9. M. A fait valoir qu'il risque la torture et des traitements inhumains en cas de retour au Nigeria en raison de son engagement politique au sein du mouvement de l'IPOB et de la part des individus qui ont tué ses parents. Toutefois, il ne verse au dossier aucun élément susceptible d'établir la réalité de ces risques. Au demeurant, l'Office français de protection des réfugiés et apatrides ainsi que la Cour nationale du droit d'asile ont rejeté sa demande d'asile. Par suite, le moyen tiré de la méconnaissance des stipulations de l'article 3 de la convention européenne de sauvegarde des droits de l'homme et des libertés fondamentales doit être écarté.

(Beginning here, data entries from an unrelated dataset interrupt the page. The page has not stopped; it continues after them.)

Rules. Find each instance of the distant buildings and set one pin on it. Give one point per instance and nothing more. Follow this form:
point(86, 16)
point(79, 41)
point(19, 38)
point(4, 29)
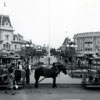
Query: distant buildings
point(8, 40)
point(88, 42)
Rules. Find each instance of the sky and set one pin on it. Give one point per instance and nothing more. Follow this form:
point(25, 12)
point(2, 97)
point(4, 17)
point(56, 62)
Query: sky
point(51, 21)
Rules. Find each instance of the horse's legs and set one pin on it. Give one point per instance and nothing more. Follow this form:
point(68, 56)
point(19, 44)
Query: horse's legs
point(54, 82)
point(36, 81)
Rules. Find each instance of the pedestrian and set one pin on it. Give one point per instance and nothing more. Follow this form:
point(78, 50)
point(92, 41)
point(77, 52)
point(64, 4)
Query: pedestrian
point(27, 73)
point(11, 79)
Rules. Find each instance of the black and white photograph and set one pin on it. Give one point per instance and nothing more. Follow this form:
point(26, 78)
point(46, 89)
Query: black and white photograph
point(49, 49)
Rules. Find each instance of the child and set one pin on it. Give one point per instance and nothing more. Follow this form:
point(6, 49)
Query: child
point(11, 79)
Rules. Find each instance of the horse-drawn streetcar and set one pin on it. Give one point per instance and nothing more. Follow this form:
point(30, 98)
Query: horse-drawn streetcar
point(92, 78)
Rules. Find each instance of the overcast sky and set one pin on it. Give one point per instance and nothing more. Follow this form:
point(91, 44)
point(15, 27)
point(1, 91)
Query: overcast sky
point(30, 18)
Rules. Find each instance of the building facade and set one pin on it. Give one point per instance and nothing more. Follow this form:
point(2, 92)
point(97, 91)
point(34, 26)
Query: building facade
point(8, 40)
point(88, 42)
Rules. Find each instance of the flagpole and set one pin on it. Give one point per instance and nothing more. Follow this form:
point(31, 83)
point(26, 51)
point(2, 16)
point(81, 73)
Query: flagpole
point(49, 31)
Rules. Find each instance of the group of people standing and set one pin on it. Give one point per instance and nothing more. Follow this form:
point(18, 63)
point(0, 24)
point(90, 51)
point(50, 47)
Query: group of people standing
point(15, 72)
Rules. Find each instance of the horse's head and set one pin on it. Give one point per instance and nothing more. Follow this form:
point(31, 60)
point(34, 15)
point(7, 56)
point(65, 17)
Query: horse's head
point(61, 68)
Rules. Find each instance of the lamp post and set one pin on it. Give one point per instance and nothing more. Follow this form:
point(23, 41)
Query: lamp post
point(58, 54)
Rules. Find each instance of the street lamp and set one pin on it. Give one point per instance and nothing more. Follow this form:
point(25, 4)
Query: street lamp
point(58, 54)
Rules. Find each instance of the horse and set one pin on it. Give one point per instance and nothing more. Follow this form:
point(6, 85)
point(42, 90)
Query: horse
point(49, 73)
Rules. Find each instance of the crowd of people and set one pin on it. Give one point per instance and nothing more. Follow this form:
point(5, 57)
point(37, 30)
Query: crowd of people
point(17, 72)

10. Il résulte de tout ce qui précède que les conclusions à fin d'annulation de la requête de M. A doivent être rejetées.
Sur les conclusions à fin d'injonction
11. Le présent jugement n'implique aucune mesure d'exécution. Les conclusions à fin d'injonction du requérant doivent, par suite, être rejetées.
Sur les frais du litige
12. M. A étant dans la présente instance, la partie perdante, ses conclusions présentées au titre des dispositions de l'article L. 761-1 du code de justice administrative et de l'article 37 de la loi du 10 juillet 1991 relative à l'aide juridique doivent être rejetées.
D E C I D E :
Article 1er : La requête de M. A est rejetée.
Article 2 : Le présent jugement sera notifié à M. C A, à Me Alexandrine Boia et au préfet de la Marne.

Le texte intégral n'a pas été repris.